There have been four editors of the puzzle: Margaret Farrar, who edited the puzzle from its inception until 1969, Will Weng, former head of the Times’s metropolitan copy desk, who edited the puzzle from 1969 to 1977, Eugene T. Maleska, who edited the puzzle until 1993, and the current editor, Will Shortz. Of the three former editors, Maleska alone held the position until his death.

In addition to editing the Times crosswords, Shortz founded and runs the annual American Crossword Puzzle Tournament as well as the World Puzzle Championship (where he remains captain of the US team), has published numerous books of crosswords, sudoku, and other puzzles, and serves as “Puzzlemaster” on the NPR show “Weekend Edition Sunday”.

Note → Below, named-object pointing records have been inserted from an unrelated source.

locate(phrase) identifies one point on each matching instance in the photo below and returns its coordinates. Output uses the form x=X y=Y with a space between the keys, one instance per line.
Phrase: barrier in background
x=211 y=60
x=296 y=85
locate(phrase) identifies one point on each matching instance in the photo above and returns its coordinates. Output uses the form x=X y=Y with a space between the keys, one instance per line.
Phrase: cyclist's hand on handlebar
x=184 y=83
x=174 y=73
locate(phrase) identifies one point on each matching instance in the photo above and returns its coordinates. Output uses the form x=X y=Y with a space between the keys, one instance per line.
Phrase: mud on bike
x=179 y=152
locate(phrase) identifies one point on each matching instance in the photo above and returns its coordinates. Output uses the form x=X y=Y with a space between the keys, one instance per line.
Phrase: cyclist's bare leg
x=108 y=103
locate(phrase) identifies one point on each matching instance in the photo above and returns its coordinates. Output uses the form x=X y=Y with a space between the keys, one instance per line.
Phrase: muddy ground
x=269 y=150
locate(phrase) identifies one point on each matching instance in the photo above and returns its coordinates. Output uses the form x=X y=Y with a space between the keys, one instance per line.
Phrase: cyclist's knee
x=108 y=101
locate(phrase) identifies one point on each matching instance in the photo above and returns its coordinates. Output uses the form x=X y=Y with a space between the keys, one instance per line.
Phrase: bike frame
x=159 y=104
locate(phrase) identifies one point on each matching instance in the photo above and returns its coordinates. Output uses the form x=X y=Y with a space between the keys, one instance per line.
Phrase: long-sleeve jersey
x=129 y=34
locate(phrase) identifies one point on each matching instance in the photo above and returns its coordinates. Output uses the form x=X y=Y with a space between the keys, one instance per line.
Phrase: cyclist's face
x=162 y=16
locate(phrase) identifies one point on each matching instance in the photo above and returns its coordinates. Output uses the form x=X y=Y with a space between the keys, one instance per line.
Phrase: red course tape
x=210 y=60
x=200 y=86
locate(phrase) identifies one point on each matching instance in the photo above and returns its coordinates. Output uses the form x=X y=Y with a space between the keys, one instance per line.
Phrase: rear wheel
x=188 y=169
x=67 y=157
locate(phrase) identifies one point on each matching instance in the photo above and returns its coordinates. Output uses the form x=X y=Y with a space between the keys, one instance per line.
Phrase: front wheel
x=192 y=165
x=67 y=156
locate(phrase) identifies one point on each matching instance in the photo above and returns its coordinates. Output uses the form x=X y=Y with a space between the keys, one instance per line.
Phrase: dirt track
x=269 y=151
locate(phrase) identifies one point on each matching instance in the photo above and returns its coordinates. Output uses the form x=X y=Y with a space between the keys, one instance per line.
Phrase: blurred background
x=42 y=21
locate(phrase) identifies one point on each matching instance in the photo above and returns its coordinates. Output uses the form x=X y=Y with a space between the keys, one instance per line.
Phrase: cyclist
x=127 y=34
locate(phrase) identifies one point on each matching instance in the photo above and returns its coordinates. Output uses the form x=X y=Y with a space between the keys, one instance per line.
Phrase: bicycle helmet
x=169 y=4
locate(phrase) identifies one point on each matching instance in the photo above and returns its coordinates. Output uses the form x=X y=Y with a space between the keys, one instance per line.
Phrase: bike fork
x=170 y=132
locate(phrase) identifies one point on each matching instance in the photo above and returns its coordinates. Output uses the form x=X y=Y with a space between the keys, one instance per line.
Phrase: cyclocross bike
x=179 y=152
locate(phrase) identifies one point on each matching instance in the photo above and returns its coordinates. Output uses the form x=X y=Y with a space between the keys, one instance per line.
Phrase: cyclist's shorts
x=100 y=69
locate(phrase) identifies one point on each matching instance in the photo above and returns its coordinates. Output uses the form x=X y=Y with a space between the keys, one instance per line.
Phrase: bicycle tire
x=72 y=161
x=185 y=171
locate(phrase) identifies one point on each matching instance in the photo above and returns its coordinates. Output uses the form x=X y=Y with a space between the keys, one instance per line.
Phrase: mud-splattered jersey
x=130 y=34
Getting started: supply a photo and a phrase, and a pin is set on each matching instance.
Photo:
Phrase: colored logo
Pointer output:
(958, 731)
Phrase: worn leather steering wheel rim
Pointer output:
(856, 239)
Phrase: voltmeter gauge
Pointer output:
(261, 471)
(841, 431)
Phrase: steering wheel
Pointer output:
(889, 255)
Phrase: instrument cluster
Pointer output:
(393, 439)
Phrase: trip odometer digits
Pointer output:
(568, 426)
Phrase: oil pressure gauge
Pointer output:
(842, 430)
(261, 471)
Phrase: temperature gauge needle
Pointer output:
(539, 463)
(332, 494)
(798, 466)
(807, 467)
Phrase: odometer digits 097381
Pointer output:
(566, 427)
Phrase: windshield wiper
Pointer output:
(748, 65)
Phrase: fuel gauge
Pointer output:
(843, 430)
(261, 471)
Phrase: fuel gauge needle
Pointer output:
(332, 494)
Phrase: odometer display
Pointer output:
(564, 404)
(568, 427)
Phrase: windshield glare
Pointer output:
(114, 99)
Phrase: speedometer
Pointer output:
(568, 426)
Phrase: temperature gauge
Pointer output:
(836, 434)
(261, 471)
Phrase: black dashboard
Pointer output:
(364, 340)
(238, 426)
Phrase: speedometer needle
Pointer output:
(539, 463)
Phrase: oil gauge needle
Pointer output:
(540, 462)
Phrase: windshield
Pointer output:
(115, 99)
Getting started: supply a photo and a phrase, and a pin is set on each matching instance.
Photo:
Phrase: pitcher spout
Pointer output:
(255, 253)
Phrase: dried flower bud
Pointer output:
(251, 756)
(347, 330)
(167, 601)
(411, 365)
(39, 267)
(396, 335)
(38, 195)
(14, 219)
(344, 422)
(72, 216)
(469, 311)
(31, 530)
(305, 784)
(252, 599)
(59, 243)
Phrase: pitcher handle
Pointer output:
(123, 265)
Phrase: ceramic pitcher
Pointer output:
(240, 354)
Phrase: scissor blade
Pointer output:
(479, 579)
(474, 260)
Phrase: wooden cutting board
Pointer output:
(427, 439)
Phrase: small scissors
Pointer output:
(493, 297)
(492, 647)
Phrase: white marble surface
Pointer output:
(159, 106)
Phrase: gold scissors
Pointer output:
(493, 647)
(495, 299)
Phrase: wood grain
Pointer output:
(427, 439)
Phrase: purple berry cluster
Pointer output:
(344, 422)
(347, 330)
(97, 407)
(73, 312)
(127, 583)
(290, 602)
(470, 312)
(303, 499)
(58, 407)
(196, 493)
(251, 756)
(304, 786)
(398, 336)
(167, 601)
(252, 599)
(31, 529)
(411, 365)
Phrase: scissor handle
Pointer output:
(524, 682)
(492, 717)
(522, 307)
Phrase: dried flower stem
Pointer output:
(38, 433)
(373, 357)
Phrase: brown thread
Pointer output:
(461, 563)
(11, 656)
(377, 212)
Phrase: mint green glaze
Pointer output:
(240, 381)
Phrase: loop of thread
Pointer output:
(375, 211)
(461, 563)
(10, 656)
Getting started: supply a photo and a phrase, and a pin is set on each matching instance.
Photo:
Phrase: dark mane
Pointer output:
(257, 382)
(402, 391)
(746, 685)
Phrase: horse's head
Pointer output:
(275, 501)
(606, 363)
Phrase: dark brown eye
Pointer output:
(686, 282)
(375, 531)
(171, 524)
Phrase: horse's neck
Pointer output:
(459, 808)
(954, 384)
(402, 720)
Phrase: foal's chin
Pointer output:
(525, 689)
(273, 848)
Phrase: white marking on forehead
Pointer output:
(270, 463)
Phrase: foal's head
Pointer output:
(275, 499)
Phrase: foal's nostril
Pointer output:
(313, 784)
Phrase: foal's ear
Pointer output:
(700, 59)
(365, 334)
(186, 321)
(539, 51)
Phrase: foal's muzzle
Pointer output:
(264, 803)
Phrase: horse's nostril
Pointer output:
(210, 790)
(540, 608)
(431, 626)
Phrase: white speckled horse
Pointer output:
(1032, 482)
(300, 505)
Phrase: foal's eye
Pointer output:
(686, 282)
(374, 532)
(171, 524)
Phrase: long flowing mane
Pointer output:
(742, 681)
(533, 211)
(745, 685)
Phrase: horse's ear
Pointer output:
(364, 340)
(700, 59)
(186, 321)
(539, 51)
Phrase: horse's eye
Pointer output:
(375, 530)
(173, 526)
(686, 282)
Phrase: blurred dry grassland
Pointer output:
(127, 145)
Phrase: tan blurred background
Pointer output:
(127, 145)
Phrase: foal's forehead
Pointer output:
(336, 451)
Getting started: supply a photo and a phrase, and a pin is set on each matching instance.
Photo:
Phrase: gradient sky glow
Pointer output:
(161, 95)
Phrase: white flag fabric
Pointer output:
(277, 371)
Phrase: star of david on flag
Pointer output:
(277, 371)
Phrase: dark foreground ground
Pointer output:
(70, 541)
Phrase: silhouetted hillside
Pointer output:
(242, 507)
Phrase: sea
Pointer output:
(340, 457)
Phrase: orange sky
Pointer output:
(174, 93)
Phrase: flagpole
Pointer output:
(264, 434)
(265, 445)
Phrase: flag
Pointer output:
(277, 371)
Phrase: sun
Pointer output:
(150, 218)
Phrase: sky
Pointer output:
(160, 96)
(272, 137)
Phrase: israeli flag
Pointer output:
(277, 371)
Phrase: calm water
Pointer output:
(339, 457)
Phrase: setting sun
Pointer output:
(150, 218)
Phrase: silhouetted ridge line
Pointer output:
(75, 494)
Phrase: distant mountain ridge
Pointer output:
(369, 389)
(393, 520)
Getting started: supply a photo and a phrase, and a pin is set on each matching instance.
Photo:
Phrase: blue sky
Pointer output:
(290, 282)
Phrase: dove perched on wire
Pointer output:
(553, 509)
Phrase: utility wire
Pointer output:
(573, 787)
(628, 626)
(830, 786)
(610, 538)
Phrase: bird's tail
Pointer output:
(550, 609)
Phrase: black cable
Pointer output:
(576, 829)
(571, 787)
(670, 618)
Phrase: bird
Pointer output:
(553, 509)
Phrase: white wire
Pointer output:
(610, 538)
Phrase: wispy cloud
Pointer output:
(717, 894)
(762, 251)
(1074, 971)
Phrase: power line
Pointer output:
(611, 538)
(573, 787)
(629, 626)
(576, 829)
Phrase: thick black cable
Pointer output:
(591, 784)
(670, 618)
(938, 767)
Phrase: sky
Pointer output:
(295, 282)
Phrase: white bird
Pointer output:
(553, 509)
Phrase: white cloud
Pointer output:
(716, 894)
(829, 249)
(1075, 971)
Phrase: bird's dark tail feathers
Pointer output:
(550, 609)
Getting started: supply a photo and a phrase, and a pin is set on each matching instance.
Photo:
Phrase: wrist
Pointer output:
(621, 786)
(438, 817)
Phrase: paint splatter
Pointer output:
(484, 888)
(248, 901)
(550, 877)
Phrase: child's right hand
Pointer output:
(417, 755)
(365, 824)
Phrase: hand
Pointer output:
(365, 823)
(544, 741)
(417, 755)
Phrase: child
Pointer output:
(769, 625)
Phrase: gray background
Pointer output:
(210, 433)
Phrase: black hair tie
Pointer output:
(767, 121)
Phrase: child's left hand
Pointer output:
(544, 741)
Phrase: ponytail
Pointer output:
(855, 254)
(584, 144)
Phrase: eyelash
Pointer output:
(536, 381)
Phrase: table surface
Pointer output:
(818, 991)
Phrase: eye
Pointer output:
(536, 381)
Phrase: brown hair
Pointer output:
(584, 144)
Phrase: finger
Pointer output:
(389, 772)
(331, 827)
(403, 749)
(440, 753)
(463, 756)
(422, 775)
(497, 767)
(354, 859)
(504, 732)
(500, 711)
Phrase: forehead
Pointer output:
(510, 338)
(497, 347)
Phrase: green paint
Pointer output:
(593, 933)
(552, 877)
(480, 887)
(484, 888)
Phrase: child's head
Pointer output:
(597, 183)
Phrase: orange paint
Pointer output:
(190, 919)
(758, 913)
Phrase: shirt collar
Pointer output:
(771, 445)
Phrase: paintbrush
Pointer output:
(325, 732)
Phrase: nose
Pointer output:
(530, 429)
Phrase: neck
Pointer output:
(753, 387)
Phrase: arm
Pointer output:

The popularity of the puzzle has grown over the years, until it came to be considered the most prestigious of the widely circulated crosswords in America; its popularity is attested to by the numerous celebrities and public figures who’ve publicly proclaimed their liking for the puzzle, including opera singer Beverly Sills, author Norman Mailer, baseball pitcher Mike Mussina, former President Bill Clinton, conductor Leonard Bernstein, TV host Jon Stewart and music duo the Indigo Girls.

In addition to their appearance in the printed newspaper, the Times puzzles also appear online at the paper’s website, where they remain the only part of the paper’s content for which users need to pay for online access (unless they already subscribe to the printed version of the paper for home delivery). In 2007, Majesco released The New York Times Crosswords game, a video game adaptation for the Nintendo DS handheld. The game includes over 1,000 Times crosswords from all days of the week. Various other forms of merchandise featuring the puzzle have been created over the years, including dedicated electronic crossword handhelds that just contain Times crosswords, as well as cookie jars, baseballs, coasters, mousepads, and other items.

Will Shortz does not write the Times crossword himself. Instead the puzzles are submitted to him as the editor by a wide variety of contributors. Aside from the increasing difficulty throughout the week, the Monday-Thursday puzzles and the Sunday puzzle always contain a theme, some sort of connection between 3-5 long (usually Across) answers. The theme could consist of a similar type of pun in each theme entry, a similar type of letter substitution or alteration in each entry, or any of numerous other types.

Notable dates, e.g., holidays or anniversaries of famous events, are often celebrated with an appropriately themed puzzle, although only two holidays are currently commemorated on a routine annual basis: Christmas and April Fool’s Day. The Friday and Saturday puzzles, the most difficult in the paper, are routinely unthemed and are usually “wide-open”, with fewer black squares, and more long words.

Given the Times’s perception as a paper for a generally literate, well-read, and somewhat arty audience, puzzles frequently reference works of literature, art, or classical music, as well as modern TV, movies, or other touchstones of popular culture.